For Los Angeles couple Benton Jordan Weinstock, who is Episcopalian, and Darren Weinstock, who is Jewish, the solution was to fold both of their religions into one ceremony at their oceanfront wedding at Bacara Resort & Spa, in Santa Barbara. "For our families and ourselves, we wanted to have a priest—my family priest for over twenty years—and a cantor perform the ceremony," says Benton, who was raised in the tiny town of Helena, Arkansas; graduated from Southern Methodist University; and had never been to a Jewish wedding—until her own. "We were really making it up as we went along," she says, laughing. "I walked down the aisle with my father toward the priest and the cantor, who stood together." The priest gave a brief sermon, and then the couple was married under an "incredible huppah" made of four thousand white roses. But they created their own vows, which, Benton says, "were spiritual, not religious."

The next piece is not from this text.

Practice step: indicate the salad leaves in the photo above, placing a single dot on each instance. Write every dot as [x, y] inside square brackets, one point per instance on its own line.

When it came to rituals, there were also places where the couple drew a line. Though Benton was happy to drink from the Jewish cup and have her husband smash the glass at the end of the ceremony, she was not comfortable having the wedding guests hoist her up in a chair for the traditional Jewish dance. "It just didn't feel like me," says Benton, who has now been married to Darren for 10 years and has three daughters, whom they are raising to embrace both faiths. "Our rule of thumb is that if it makes you uncomfortable to do something that's not yours, you don't have to do it."

Another key to throwing a great interfaith wedding, Shah says, is taking the time to explain each ritual ("what you're doing, and why you're doing it") in the ceremony, so all of your guests feel included. Not everyone has a "mixing is great" attitude, but you can go a long way toward easing their concerns by showing them that love, community, and respect for family life lie at the core of almost all wedding rituals—no matter how unfamiliar they may appear on the surface. Adam and Yadey's wedding program, for example, included a detailed explanation of each of the Jewish and Ethiopian rituals they performed. "When people understand and appreciate what's going on, even though it may be culturally very different, they tend to really embrace it," says Shah. "I mean, of course you sometimes have these parents who, when I tell them there's going to be an elephant at the ceremony, say, 'What?!!' But those are often the people who end up having the best time."